La fragilidad de lo de afuera es la enfermedad de lo de adentro: no se trata de lo material, se trata de lo que sostiene todo en su lugar, incluso la cabeza. Se trata, aclarémoslo, de la pérdida absoluta de la confianza, el paso titubeante de un ser que camina sobre una soga.

Para otros puede ser el duelo. No es fácil sobrevivir el perder a alguien de esta manera, sin despedida apropiada, sin ritual, sin cerrar el círculo de la vida humana: festejar el nacimiento, celebrar cada año, despedir con lágrimas, palabras, rezos. Un duelo que no se hace bien desgarra poco a poco lo blando del tejido, lo consume. Un duelo que no se hace bien no deja ir a los muertos.

Para otros, en cambio, puede ser la tristeza de ver crecer a los niños y adolescentes solos en sus casas frente a una pantalla de computadora. El desolador recuerdo de que al mediodía tendrían un rato para jugar con sus compañeros y de que en la tarde celebrarían un cumpleaños. También el miedo a que el aislamiento cambie para siempre las capacidades sociales de esos niños y adolescentes, de que se queden mustios, empequeñecidos, sombríos, como plantas que crecieron en ecosistemas extraños.  

Tal vez para usted, como para mí, sea el terror al contagio de los padres que hace que nos alejemos de ellos justo en el momento en el que más quisiéramos abrazarlos, besarlos y decirles al oído que todo va a estar bien. Mientras más mayores se hacen nuestros padres más se vuelven nuestros hijos. Niños-abuelos muertos de miedo, llorando la pesadilla, llamándonos. Y no los podemos consolar.

Para algunos, también, el fin del mundo tiene que ver con el horror de verse por dentro: de encontrar en la neurosis una forma de vida, de sentir que el daño a la salud mental es deseable e irreversible. Tiene que ver, digo, con el cortocircuito de la memoria, con la pregunta constante: ¿es la pérdida de la razón el precio que tiene que pagar un individuo por estar vivo en el tiempo de la plaga? ¿Es normal volverse loco cuando todo es anormal? ¿Nos echamos todos a la calle o nos marchitamos en nuestras casas abrazando a la demencia?

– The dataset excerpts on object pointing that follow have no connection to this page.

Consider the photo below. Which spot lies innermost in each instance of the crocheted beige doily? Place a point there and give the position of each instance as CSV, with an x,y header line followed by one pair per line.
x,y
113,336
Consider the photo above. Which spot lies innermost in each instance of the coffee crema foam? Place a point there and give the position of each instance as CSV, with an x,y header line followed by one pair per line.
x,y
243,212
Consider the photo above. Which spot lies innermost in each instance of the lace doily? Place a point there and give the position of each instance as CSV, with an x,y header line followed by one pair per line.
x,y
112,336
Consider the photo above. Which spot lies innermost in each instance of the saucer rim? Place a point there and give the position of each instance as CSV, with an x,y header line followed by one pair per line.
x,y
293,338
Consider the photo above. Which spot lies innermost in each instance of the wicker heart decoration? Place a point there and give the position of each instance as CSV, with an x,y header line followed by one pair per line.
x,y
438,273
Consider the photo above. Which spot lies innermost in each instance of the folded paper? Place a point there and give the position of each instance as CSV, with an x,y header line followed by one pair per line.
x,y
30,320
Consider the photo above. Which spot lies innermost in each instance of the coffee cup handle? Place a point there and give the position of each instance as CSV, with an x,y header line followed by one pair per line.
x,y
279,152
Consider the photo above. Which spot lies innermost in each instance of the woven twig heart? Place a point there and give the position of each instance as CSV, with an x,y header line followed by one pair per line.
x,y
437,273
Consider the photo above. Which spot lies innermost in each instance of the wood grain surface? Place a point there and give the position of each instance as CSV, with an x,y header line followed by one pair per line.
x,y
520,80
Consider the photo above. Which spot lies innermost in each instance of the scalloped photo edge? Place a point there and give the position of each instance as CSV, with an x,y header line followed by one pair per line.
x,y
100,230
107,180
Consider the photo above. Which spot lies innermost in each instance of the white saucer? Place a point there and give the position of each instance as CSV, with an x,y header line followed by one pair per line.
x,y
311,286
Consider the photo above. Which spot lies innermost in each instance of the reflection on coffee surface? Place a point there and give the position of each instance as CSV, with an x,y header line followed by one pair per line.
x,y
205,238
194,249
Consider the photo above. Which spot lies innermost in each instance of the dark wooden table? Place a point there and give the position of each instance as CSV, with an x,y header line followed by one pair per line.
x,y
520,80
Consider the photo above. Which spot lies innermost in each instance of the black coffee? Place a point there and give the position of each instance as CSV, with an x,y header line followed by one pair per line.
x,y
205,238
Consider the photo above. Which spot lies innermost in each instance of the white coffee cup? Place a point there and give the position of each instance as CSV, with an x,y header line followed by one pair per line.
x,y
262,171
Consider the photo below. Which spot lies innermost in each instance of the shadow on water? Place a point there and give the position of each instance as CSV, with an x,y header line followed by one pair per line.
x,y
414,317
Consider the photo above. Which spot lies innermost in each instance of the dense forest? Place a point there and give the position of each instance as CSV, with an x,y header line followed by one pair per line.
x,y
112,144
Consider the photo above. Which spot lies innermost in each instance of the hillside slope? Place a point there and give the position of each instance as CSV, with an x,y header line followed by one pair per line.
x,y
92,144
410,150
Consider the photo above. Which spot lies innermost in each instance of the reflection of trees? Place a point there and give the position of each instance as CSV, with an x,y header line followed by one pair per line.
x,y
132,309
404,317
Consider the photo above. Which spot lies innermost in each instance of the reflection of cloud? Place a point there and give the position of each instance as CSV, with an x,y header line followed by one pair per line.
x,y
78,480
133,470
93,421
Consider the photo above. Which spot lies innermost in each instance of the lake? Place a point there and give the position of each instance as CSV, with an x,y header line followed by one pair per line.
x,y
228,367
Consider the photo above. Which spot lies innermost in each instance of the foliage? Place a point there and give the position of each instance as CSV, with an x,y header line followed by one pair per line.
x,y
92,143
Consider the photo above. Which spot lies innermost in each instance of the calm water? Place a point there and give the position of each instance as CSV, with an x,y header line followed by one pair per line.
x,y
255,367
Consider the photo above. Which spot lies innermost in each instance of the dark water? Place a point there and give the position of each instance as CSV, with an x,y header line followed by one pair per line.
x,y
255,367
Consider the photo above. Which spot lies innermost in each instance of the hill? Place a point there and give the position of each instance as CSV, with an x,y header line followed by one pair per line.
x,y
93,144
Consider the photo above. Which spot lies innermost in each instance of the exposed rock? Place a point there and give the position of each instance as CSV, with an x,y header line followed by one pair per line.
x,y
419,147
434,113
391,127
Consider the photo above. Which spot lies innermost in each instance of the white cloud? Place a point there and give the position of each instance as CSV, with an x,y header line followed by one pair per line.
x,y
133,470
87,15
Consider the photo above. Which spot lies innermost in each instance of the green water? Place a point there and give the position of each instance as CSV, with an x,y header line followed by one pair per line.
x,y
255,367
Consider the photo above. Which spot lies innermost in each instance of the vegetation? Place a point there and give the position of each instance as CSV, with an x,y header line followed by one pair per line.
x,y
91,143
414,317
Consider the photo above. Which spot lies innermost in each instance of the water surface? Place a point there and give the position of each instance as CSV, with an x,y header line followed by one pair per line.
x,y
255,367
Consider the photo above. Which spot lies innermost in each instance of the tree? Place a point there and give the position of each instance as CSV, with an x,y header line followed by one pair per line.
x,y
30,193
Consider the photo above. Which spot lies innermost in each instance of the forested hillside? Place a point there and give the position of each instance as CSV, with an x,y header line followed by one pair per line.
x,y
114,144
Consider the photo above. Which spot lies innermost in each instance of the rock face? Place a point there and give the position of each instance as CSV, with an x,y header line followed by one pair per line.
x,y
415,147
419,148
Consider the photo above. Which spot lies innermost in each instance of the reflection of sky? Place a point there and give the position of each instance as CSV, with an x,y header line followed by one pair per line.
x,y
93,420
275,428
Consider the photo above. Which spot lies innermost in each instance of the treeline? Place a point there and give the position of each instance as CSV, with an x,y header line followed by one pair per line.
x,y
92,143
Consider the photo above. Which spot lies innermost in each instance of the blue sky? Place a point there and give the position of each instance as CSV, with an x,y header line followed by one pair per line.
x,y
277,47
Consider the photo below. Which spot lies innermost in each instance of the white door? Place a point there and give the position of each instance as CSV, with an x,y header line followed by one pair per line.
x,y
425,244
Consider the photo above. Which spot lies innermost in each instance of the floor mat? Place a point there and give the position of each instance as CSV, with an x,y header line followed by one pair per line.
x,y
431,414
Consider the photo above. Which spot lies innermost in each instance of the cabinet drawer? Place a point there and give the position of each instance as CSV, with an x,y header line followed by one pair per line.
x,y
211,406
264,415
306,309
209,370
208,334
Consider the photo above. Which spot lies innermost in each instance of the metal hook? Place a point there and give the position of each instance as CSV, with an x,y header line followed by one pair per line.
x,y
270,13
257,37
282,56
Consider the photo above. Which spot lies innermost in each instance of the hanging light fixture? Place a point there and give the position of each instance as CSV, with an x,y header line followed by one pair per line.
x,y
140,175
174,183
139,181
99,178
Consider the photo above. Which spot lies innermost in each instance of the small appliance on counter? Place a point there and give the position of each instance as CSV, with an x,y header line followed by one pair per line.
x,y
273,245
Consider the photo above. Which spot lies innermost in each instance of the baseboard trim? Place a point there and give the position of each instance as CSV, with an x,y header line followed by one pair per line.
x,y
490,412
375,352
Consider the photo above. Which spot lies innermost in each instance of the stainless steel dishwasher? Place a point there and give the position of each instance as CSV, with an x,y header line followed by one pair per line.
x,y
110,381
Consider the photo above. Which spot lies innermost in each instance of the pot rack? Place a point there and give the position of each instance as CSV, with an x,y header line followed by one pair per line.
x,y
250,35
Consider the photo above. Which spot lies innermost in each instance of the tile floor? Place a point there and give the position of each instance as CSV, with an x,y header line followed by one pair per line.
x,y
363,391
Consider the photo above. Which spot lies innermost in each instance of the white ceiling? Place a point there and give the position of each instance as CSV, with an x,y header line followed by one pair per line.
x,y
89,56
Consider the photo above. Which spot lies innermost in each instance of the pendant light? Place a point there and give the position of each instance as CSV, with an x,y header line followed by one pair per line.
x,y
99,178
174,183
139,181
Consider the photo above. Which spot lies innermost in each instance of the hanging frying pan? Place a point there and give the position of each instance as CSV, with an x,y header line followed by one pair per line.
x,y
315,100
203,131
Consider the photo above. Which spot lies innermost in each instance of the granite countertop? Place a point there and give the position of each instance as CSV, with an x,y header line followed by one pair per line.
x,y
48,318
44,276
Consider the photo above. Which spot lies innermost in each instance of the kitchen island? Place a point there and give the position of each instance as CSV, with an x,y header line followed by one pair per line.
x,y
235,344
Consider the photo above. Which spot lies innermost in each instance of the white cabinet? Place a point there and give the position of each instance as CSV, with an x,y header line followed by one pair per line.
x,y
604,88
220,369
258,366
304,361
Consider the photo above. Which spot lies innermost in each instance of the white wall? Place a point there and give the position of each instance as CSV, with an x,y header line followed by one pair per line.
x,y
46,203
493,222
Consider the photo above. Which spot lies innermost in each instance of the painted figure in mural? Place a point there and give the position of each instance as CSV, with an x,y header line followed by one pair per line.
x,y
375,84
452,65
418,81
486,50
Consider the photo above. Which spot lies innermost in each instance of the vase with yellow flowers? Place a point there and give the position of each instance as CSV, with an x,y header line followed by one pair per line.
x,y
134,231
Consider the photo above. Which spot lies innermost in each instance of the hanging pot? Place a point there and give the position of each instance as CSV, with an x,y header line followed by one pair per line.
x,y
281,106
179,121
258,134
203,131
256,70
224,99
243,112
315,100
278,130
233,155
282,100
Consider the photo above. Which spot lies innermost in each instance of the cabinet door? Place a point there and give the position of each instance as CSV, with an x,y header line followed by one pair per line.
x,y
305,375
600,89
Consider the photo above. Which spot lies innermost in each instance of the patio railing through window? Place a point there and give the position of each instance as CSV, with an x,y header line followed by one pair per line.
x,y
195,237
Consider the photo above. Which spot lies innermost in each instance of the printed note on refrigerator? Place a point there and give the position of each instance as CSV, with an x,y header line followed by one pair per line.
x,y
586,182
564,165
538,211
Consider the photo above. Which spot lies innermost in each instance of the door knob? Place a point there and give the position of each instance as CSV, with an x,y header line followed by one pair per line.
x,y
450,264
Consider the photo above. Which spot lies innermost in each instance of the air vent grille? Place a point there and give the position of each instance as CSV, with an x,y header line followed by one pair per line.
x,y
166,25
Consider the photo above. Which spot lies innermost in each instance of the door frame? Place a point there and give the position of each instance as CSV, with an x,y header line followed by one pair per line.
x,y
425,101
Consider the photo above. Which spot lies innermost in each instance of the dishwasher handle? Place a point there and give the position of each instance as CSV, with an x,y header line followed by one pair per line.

Para todos, me parece, es la esquizofrenia de sentir que debes mantenerte incólume, firme, positivo, frente a la catástrofe (horneas un pan, haces yoga, te tomas las vitaminas, empiezas un nuevo libro) mientras todo tu cuerpo, todas tus células y tus neuronas, cada latido de tu corazón, te dicen ríndete a la única verdad: todo lo que conocías se ha ido, lo sólido se ha desvanecido en el aire y esto es el fin del mundo: seguir aquí.